Depuis la fin des années 1980 jusqu’au vote, par l’Assemblée nationale, de la loi contre les violences sur les enfants le soir du 29 novembre dernier, le chemin aura été long, très long.

En janvier 1990, se tenait à l’UNESCO un colloque organisé par l’association La Harpe-Enfant de droit. Déjà sensibilisé par les ouvrages d’Alice Miller sur le sujet des maltraitances à enfants1, un psychologue, Emmanuel Bouquet, y lançait une pétition qui disait : « L’article 312 du code pénal interdit de porter des coups sur les enfants, à l’exclusion des violences légères.
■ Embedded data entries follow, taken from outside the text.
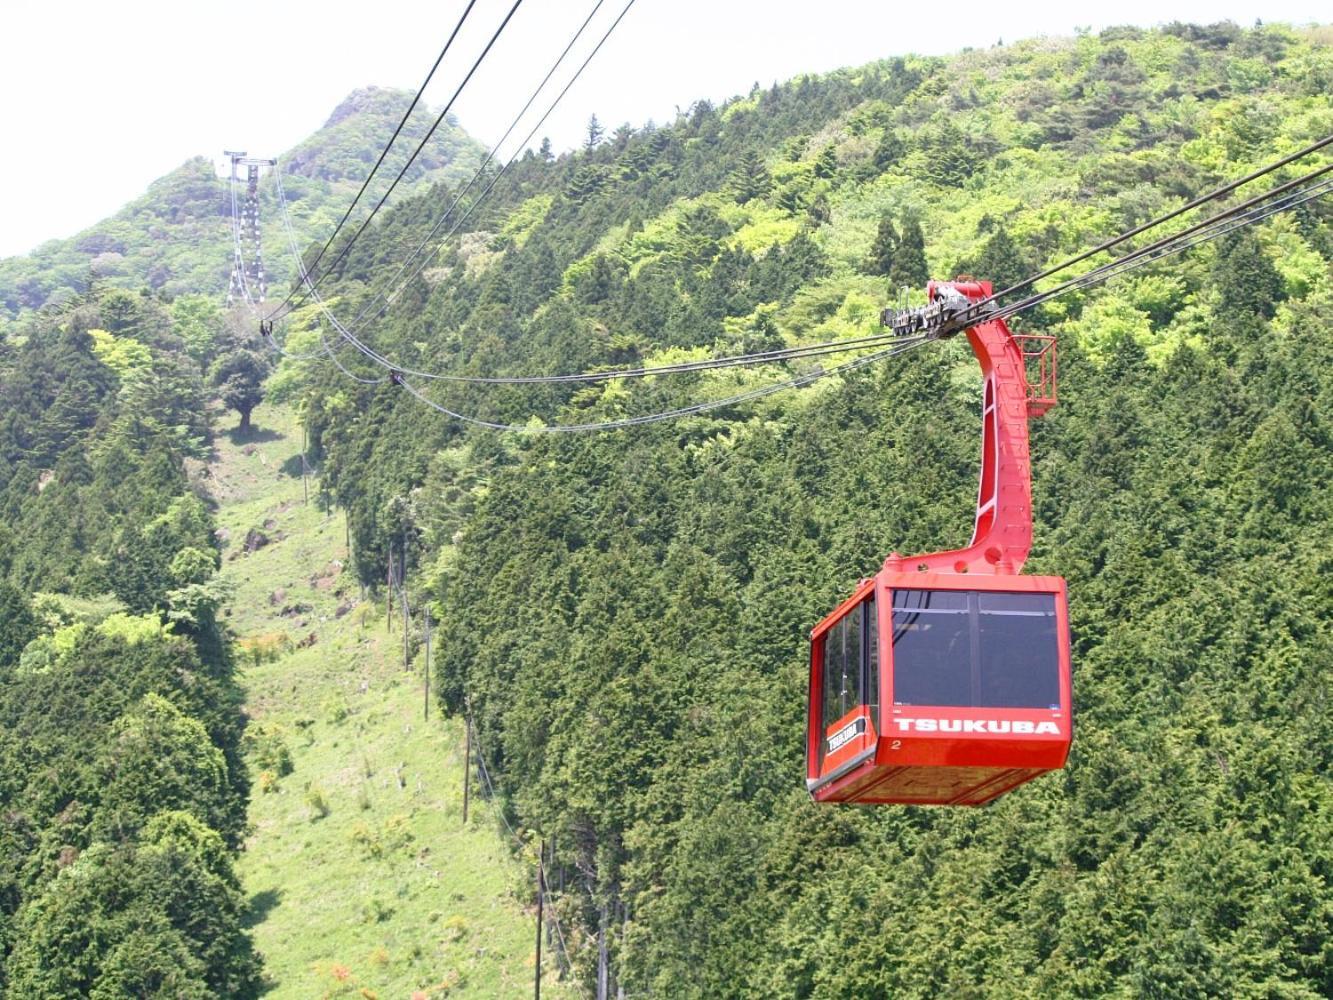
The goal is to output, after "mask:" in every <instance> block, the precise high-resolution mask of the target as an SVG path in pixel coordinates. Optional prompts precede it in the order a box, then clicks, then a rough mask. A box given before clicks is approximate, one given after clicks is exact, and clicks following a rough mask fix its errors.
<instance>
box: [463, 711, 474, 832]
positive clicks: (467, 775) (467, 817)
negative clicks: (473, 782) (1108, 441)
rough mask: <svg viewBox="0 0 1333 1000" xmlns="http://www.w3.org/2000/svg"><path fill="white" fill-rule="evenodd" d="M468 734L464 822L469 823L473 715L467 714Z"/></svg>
mask: <svg viewBox="0 0 1333 1000" xmlns="http://www.w3.org/2000/svg"><path fill="white" fill-rule="evenodd" d="M463 724H464V725H465V727H467V731H468V735H467V736H465V737H464V739H463V824H464V825H467V823H468V795H469V792H471V791H472V716H471V715H469V716H465V717H464V723H463Z"/></svg>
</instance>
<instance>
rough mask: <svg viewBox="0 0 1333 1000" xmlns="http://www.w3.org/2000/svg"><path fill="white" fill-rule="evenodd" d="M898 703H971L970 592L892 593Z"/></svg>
mask: <svg viewBox="0 0 1333 1000" xmlns="http://www.w3.org/2000/svg"><path fill="white" fill-rule="evenodd" d="M893 704H896V705H970V704H972V623H970V615H969V613H968V595H966V592H964V591H894V592H893Z"/></svg>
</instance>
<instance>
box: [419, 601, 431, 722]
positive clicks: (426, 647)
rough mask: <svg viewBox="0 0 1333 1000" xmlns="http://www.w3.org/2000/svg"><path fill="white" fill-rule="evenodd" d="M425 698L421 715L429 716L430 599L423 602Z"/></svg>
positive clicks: (429, 700) (429, 661) (430, 646)
mask: <svg viewBox="0 0 1333 1000" xmlns="http://www.w3.org/2000/svg"><path fill="white" fill-rule="evenodd" d="M423 687H424V688H425V700H424V703H423V709H421V717H423V719H429V717H431V601H427V603H425V672H424V677H423Z"/></svg>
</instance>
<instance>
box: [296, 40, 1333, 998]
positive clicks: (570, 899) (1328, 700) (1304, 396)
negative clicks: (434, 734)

Qu’entend-on par violences légères ? N’est-ce pas la porte ouverte à tous les abus de la part des adultes ? Au cours du colloque, une pétition a circulé pour que cette ambiguïté soit levée au niveau du texte législatif et que notre droit français interdise formellement et sans conditions les coups à enfants ; comme d’ailleurs le droit suédois s’y est résolu.2 »
Cette pétition, que j’ai signée (je ne sais pas combien de signatures elle a finalement recueilli), contenait déjà à peu près tout : l’idée que des violences « légères », ça n’existe pas ; l’idée que c’est la porte ouverte à tous les abus, y compris les plus graves ; l’idée qu’il fallait une loi ; la référence à la Suède (qui avait prohibé les châtiments corporels dès 1979). Seul oubli : rien n’était dit sur les violences psychologiques qui, on le sait, peuvent être tout aussi destructrices que les coups.Cette même année 1990, la France ratifiait la Convention internationale sur les droits de l’enfant, dont l’article 19 stipule que « les États parties prennent toutes les mesures législatives, administratives, sociales et éducatives appropriées pour protéger l’enfant contre toute forme de violence, d’atteinte ou de brutalités physiques ou mentales, d’abandon ou de négligence, de mauvais traitements ou d’exploitation, y compris la violence sexuelle ».

Et puis ?
Et puis, rien. Même si, au niveau associatif, des choses se disaient, des choses se faisaient (livres de Jacqueline Cornet3 en 1997 et Olivier Maurel4 en 2001, création en 1998 de l’association « Éduquer sans frapper », devenue en 2002 « Ni claques ni fessées », création de l’OVEO5 en 2005), même si la France se faisait régulièrement rappeler à l’ordre, notamment par le Conseil de l’Europe, même si, ces dernières années, la Fondation pour l’Enfance multipliait les campagnes choc à la télé, ça bloquait toujours complètement au niveau des autorités.
Tandis qu’Edwige Antier, alors députée, déposait DEUX propositions de loi sur le sujet6, Xavier Bertrand pouvait déclarer en 2009 : « Une loi qui rentre dans la sphère privée pour dire “on interdit la fessée”, qui intervient à la place des parents, non là, je crois qu’il ne faut pas aller trop loin. » En 2015, changement de bord politique, mais Laurence Rossignol, secrétaire d’État à la famille, était tout aussi catégorique : la lutte contre les châtiments corporels, « ça ne passera pas par la loi7 ».

On voit par ce bref historique qu’on revient de loin, et que la proposition de loi adoptée le 29 novembre, portée par des députés de tous bords et soutenue par plusieurs ministres, même si elle doit encore être votée par le Sénat et par l’Assemblé en deuxième lecture, même s’il faudra attendre les décrets d’application, même si le texte peut sembler édulcoré8, marque néanmoins un pas très important dans la lutte contre les violences éducatives ordinaires en France.


C’est pour ton bien était paru en 1985, L’Enfant sous terreur en 1986.
Enfant de droit, La révolution des petits pas, Éditions Matrice (1990), p. 533.
Faut-il battre les enfants ? Relations entre les accidents et la violence éducative, Éditions Martin Média (1997).
La Fessée, Questions sur la violence éducative, Éditions La Plage (2015).
5 Observatoire de la violence éducative ordinaire.
www.assemblee-nationale.fr/13/propositions/pion2244.asp et www.assemblee-nationale.fr/13/propositions/pion2971.asp, jamais mises à l’ordre du jour de l’Assemblée…
7 Pourtant, fin 2016, elle essayait de faire passer un amendement « anti-fessée » dans la loi Égalité et citoyenneté, finalement retoqué par le Conseil constitutionnel car « sans lien » avec le projet de loi initial.